I have no idea where to begin (or even if it's true) so any hints are definitely appreciated.
 A: Lebesgue outer measure is in fact not finitely additive. This can be shown via the usual construction of a Vitali decomposition of $[0, 1)$ - we can partition $[0, 1)$ into countably many sets $V_i$ which have the same outer measure $\kappa$. By countable subadditivity (and the fact that $[0, 1)$ doesn't have measure zero), we have $\kappa>0$; but then $m^*([0, 1))=1<\sum_{i\in\mathbb{N}}m^*(V_i)=\infty$.
(Note that the $V_i$s are disjoint - that's implied by the word "partition".)

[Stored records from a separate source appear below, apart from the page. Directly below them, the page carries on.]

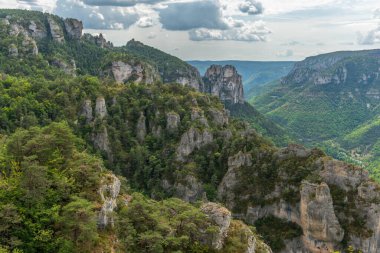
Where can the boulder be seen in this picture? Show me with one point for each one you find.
(225, 83)
(73, 28)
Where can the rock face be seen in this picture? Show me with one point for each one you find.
(228, 228)
(13, 50)
(172, 121)
(316, 212)
(191, 140)
(100, 107)
(320, 225)
(230, 179)
(74, 28)
(141, 127)
(101, 142)
(222, 218)
(37, 31)
(188, 188)
(225, 83)
(86, 111)
(333, 68)
(55, 30)
(109, 191)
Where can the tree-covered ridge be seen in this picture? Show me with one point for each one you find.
(50, 202)
(168, 140)
(342, 91)
(171, 68)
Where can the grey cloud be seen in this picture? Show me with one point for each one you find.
(376, 13)
(94, 17)
(192, 15)
(286, 53)
(250, 32)
(371, 38)
(122, 3)
(145, 22)
(251, 7)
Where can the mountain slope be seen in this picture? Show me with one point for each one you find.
(167, 140)
(254, 73)
(342, 92)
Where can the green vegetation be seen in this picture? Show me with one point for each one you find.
(340, 116)
(275, 231)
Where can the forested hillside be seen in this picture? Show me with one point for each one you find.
(120, 161)
(331, 100)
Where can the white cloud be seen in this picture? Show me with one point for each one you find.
(183, 16)
(371, 38)
(145, 22)
(253, 31)
(285, 54)
(97, 17)
(251, 7)
(120, 3)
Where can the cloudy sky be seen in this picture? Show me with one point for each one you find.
(227, 29)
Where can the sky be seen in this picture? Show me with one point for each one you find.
(257, 30)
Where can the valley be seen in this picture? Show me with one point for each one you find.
(109, 148)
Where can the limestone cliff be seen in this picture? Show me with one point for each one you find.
(225, 83)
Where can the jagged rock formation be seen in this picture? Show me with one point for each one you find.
(188, 188)
(315, 211)
(319, 222)
(222, 218)
(37, 31)
(225, 83)
(133, 72)
(109, 191)
(55, 30)
(141, 127)
(86, 111)
(74, 28)
(100, 108)
(13, 50)
(172, 121)
(191, 140)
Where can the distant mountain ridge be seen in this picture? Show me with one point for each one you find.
(254, 73)
(331, 99)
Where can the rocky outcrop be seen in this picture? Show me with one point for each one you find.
(225, 83)
(191, 140)
(101, 141)
(220, 118)
(109, 191)
(197, 114)
(13, 50)
(172, 121)
(100, 108)
(230, 179)
(86, 111)
(55, 30)
(188, 188)
(232, 230)
(333, 68)
(37, 31)
(315, 212)
(322, 231)
(73, 28)
(222, 218)
(141, 128)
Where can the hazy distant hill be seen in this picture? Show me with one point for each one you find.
(342, 90)
(255, 73)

How do we get a Vitali decomposition in the first place? If you haven't seen this before, it's a neat argument! Consider the equivalence relation $\sim$ on $[0, 1)$ given by $$a\sim b\iff a-b\in\mathbb{Q}.$$ Let $V\subseteq[0, 1)$ be a transversal of this equivalence relation - that is, $V$ contains exactly one element of each equivalence class. 
Note that in order to get $V$ we need the axiom of choice. Indeed, without AC it is consistent that every set is measurable!
Now, if you imagine wrapping $[0, 1)$ into a circle, the rational translates of $V$ partition $[0, 1)$! Formally, for $q\in\mathbb{Q}\cap [0, 1)$ let $V+q=\{v+q: v\in V\}$, and let $$V_q=\{v+q: v+q\in [0, 1)\}\cup\{v+q-1: v+q\in [1, 2)\}$$ be the "wrapped around" version of $V+q$. Then you can show that:


*

*The $V_q$s partition $[0, 1)$,

*$m^*(V_p)=m^*(V_q)$ for $p, q\in\mathbb{Q}\cap [0, 1)$ (this is basically translation-invariance of $m^*$), and

*$m^*(V_p)>0$ for every $p\in\mathbb{Q}\cap [0, 1)$ (this uses the facts that $\mathbb{Q}$ is countable, the countable union of measure-zero sets is measure-zero, and $[0, 1)$ is not measure zero).
This is, I believe, the historically first example of a non-measurable set. (There are others.)